Ao passar num concurso e assumir um cargo público, o indivíduo adquire “estabilidade”. Essa estabilidade dá-lhe tranquilidade material e espiritual. Confia e acredita no Estado. Tem como certa a garantia que lhe foi oferecida pelas Leis e pela própria Constituição. Baseado nisso, o indivíduo assume compromissos a curto prazo; coloca seus filhos no colégio; tranquiliza toda a família.

Resumindo, pode-se dizer que o direito adquirido representa a suprema garantia da ordem jurídica e até mesmo da existência de um Estado. Não se pode falar em ordem jurídica e muito menos em Estado constitucional onde não exista o respeito sagrado ao direito adquirido.

Desrespeitados pelo Estado, ou não reconhecidos pelo Estado os direitos adquiridos, nasce a insegurança, o desrespeito, a anarquia, e daí o próprio caos.

É diante dessa série de raciocínios que vemos com grande apreensão o quadro que se desenha nesse País, quando leigos e jejunos de toda espécie falam abertamente, com a maior sem-cerimônia, que não existem direitos adquiridos.

O instituto dos direitos adquiridos é tão importante para as relações sociais e manutenção de um Estado (não apenas do Estado democrático e social de direito, mas de qualquer Estado) que até mesmo as revoluções, terminado ou suspenso o seu processo de violências, tratam logo de se institucionalizar, para captarem a confianção popular e criarem “uma nova ordem”.
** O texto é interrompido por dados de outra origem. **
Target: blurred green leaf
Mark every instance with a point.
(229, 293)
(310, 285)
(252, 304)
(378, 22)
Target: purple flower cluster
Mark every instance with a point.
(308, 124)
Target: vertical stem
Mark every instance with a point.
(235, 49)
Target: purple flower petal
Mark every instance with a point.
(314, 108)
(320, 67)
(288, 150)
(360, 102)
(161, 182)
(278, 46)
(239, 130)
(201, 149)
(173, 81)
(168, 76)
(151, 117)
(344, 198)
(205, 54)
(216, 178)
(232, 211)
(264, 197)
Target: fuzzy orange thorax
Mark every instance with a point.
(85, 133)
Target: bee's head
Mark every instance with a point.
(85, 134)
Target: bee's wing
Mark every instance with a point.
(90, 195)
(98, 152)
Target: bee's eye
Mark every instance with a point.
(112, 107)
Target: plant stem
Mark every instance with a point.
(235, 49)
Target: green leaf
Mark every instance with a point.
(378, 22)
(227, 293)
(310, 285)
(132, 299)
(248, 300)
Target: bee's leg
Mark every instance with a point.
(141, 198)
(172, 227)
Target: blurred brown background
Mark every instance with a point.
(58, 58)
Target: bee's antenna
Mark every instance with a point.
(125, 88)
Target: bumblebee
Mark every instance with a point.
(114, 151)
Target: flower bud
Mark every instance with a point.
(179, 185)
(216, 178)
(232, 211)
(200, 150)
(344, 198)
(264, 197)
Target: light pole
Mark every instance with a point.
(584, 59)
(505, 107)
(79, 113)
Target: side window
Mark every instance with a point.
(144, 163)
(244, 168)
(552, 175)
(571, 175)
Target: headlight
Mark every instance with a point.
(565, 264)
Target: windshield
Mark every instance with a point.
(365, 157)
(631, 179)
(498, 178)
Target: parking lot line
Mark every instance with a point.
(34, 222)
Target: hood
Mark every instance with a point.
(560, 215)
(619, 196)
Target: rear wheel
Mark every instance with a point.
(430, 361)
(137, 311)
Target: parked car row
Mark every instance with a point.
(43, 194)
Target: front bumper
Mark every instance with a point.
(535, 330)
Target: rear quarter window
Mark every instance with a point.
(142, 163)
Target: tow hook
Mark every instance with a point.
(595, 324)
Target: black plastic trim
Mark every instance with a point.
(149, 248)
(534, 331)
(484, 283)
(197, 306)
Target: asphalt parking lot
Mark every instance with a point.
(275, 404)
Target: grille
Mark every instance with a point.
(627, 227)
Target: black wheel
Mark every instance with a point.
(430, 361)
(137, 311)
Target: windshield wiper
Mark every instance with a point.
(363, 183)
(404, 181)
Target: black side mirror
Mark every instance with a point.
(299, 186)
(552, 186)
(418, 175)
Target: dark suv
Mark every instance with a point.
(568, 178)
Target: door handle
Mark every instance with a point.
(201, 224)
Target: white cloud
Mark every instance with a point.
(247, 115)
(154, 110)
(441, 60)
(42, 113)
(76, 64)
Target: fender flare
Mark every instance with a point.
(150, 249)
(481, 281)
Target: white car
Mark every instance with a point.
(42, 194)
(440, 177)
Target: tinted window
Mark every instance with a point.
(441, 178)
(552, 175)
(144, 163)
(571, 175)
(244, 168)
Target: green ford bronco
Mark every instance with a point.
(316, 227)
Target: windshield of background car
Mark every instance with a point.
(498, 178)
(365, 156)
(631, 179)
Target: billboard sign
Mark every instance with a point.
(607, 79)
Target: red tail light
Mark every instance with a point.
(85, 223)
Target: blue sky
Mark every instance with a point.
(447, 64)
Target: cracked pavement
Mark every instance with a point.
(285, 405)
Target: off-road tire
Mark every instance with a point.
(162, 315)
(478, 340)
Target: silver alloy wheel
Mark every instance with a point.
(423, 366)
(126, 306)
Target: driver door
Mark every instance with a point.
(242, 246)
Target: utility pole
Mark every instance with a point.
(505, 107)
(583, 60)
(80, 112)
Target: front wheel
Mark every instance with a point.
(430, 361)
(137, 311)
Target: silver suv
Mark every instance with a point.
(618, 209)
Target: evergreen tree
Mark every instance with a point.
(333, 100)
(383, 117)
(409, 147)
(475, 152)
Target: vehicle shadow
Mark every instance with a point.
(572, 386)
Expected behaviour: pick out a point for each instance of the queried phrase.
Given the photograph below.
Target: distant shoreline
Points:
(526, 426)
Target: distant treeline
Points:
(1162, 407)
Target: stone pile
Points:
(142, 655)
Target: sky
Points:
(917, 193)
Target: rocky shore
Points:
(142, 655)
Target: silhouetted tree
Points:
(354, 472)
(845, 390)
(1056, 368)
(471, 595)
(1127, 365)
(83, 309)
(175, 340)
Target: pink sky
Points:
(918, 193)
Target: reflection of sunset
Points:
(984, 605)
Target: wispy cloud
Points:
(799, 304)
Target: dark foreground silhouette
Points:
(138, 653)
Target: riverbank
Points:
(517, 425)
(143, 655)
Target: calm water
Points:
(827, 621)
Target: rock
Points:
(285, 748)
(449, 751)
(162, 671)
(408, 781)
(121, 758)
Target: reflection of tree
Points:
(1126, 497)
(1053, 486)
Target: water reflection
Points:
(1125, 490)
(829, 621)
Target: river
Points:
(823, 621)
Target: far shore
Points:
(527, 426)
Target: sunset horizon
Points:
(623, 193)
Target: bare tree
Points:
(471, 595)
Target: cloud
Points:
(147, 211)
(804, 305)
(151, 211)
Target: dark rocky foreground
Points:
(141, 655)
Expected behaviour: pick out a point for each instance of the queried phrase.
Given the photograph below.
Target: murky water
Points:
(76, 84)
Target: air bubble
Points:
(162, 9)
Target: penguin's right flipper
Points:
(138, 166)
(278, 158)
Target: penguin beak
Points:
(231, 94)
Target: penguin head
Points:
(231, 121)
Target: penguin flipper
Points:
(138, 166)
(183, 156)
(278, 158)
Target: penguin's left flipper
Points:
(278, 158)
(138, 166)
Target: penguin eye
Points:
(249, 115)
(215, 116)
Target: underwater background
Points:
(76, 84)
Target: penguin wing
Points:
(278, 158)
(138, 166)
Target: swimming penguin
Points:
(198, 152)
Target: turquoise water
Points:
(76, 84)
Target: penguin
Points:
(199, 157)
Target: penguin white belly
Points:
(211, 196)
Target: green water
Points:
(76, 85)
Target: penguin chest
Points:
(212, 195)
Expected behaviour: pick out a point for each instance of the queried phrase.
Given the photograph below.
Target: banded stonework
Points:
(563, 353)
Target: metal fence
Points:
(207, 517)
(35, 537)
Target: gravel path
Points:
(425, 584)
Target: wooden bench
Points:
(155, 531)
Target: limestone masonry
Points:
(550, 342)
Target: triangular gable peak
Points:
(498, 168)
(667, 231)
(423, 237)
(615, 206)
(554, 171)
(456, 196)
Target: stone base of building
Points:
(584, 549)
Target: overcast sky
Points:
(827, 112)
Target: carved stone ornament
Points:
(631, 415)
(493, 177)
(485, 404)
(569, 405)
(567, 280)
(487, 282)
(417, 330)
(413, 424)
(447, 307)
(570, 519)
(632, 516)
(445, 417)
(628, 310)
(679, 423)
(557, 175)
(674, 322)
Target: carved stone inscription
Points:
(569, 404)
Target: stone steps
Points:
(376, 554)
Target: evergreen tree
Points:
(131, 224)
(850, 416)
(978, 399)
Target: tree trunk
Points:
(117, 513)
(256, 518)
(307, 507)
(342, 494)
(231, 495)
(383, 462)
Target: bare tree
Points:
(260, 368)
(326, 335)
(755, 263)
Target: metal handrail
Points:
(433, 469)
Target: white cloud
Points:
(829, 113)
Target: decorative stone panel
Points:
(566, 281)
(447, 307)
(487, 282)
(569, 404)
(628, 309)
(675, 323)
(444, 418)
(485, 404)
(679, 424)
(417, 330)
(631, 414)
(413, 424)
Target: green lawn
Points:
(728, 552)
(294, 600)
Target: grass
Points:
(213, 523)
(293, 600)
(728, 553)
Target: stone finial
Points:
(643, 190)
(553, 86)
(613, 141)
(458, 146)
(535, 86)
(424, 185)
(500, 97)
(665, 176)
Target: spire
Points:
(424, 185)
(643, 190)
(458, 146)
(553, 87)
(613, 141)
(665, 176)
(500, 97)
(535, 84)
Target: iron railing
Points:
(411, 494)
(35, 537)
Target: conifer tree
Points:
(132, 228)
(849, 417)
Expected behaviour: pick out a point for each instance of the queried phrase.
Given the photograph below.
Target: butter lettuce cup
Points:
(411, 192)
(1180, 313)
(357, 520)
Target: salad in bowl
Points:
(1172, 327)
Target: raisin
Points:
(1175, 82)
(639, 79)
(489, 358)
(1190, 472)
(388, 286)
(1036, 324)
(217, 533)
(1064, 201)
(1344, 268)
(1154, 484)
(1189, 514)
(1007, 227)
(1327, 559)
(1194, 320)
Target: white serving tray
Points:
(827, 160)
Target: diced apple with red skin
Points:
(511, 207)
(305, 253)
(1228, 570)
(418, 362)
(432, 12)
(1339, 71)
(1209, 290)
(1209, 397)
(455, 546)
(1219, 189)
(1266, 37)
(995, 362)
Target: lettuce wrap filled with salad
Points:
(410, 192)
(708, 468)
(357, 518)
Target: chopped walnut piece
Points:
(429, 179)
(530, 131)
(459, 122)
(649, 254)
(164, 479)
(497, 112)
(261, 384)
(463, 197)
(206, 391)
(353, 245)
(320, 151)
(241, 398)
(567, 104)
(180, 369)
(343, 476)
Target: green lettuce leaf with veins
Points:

Já dizia Rui Barbosa que “não existem direitos adquiridos sem a escora da lei, e fora da lei não há salvação: tudo é desordem”, pois a caracteristica da lei “está no amparar a fraqueza contra a força, a minoria contra a maioria, o direito contra o interesse, o princípio contra a ocasião”.

Isso nos faz lembrar as célebres palavras de Luiz XIV, apologista dos regimes autoritários, quando dizia que, “depois de mim o dilúvio”, pois seu Reinado caracterizou-se pelo respeito absoluto aos contratos, na época do liberalismo econômico, que desencadeou extraordinário progresso à França. E ele compreendia muito bem que, abertas essas comportas, só se podia prever mesmo era o dilúvio.